Technology & AI

How the Music Industry Can Use Piracy to Strategic Advantage

A new model suggests music companies are better off going after third-party commercial pirates than individuals and file-sharing networks.

April 01, 2006

| by Marguerite Rigoglioso

Digital piracy costs music, movie, and software industries billions of dollars in profits. With decentralized peer-to-peer online networks offering covert means for people to swap files, digital goods producers are waging a global war against such networks and individual users. But, says Tunay Tunca, assistant professor of operations, information, and technology, efforts to battle internet piracy can sometimes strategically hurt digital goods industries.

Suing file-sharing internet networks and the consumers who use them to trade copyrighted material can backfire, argues Tunca, resulting in significant loss of profits for legal producers of information goods. Globally, the greater enemy is third-party commercial pirates who vend illegal copies of CDs and DVDs filled with music, movies, and software. Tunca argues that legal digital goods producers can benefit from strategically using the presence of individual file sharers to reduce the damage from commercial pirates.

“In developed markets like the United States and nations in Western Europe, there’s a substantial amount of internet piracy and the music industry in particular is very worried about it,” says Tunca, the Moghadam Family Faculty Fellow at Stanford GSB. As a result, the industry is spending considerable money and resources suing peer-to-peer networks and individual users across the globe. “One of the problems is that most of the individuals sued turn out to be regular citizens like college kids, single moms, and low-income people. It creates bad press and alienates the fan base,” Tunca observes. “However,” he adds, “that is only part of the problem.”

Not only is the process of legally nabbing internet infringers damaging from a public relations perspective, it is costly and ends up driving amateurs right into the arms of commercial pirates. “Commercial piracy exists in every country in varying degrees and is particularly virulent in emerging markets, such as those of Eastern Europe, South America, and parts of Asia,” says Tunca. “That third-party industry is where the real threat is because it provides a product which is a closer substitute to the legal one, since any consumer with any level of technological savvy can purchase it.
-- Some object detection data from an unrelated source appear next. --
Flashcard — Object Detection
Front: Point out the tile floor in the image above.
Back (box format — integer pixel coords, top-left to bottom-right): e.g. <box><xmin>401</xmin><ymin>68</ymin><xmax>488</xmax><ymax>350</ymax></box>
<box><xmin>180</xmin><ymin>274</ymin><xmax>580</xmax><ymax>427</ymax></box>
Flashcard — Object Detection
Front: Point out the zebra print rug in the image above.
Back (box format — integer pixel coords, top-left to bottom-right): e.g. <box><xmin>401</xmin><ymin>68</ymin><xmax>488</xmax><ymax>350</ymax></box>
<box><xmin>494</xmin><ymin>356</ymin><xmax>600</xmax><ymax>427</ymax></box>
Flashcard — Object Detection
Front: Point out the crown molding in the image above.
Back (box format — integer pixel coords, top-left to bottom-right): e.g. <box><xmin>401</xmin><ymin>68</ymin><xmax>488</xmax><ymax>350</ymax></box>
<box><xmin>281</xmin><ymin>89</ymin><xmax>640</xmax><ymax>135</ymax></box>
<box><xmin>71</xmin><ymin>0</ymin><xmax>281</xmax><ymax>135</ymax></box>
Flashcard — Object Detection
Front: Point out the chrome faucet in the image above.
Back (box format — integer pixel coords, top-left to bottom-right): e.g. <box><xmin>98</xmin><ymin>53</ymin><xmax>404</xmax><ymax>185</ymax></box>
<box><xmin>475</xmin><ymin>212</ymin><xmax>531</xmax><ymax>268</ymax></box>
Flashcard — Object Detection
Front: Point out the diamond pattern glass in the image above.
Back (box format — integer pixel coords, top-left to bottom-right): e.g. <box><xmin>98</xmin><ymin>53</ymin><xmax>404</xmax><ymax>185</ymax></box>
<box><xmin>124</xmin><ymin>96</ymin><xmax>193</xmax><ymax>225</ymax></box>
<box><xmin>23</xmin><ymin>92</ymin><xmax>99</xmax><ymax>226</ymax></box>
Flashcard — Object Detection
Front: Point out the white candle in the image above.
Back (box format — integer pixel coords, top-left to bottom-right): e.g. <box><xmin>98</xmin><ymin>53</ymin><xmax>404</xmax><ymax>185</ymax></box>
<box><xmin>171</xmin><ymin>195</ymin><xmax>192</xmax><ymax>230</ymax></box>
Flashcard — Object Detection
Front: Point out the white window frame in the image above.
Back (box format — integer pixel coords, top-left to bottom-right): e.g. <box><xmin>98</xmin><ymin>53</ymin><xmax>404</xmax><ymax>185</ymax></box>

In contrast, individual piracy can only be performed by a limited segment of the population, namely those who can use the technology and are willing to invest their time into the file-sharing activity.”

Suing file-sharing technology providers and illegal downloaders aims to reduce the consumer population that is able to pirate individually. Using mathematical models, however, Tunca and Ph.D. candidate Qiong Wu demonstrated that an increase in the number of consumers who can or prefer to pirate over the internet does not necessarily result in fewer profits for a legal publisher.

A key point is that having a larger population of individual copiers means less demand for commercial pirates. “With increased internet piracy activity, just to be able to stay in business, the commercial pirates may be forced not to price very competitively,” says Tunca. “The legal publishers can take advantage of this situation by strategically manipulating their prices to suppress the commercial piracy activity or drive them out of certain consumer market segments.” That means a larger market share for the legal vendors, as many more consumers without the technological savvy to pirate by themselves will be channeled to obtaining the product legally. As a result, the industry’s profits can go up.

“That does not necessarily mean that it will work exactly the same way in every country or market. Every country has its own characteristics and those should be considered when determining copyright protection policy,” Tunca says. “But the root effect is there. The critical thing is that tolerating internet piracy to a certain degree may hurt the party who hurts the legal publishers even more. That’s why we call it ‘fighting fire with fire.’ Your enemy’s enemy turns out to be your friend.”

Producers of digital goods, then, may want to consider easing off their legal activities as a strategy in a world where bits and bites can freely traverse public networks. “Individual piracy will always be there, and in this digital age smarter companies will find ways to use it as a strategic tool that can work to their advantage rather than wasting their time and money trying to suppress it altogether. They can spend those resources more efficiently elsewhere—like fighting commercial piracy,” Tunca concludes.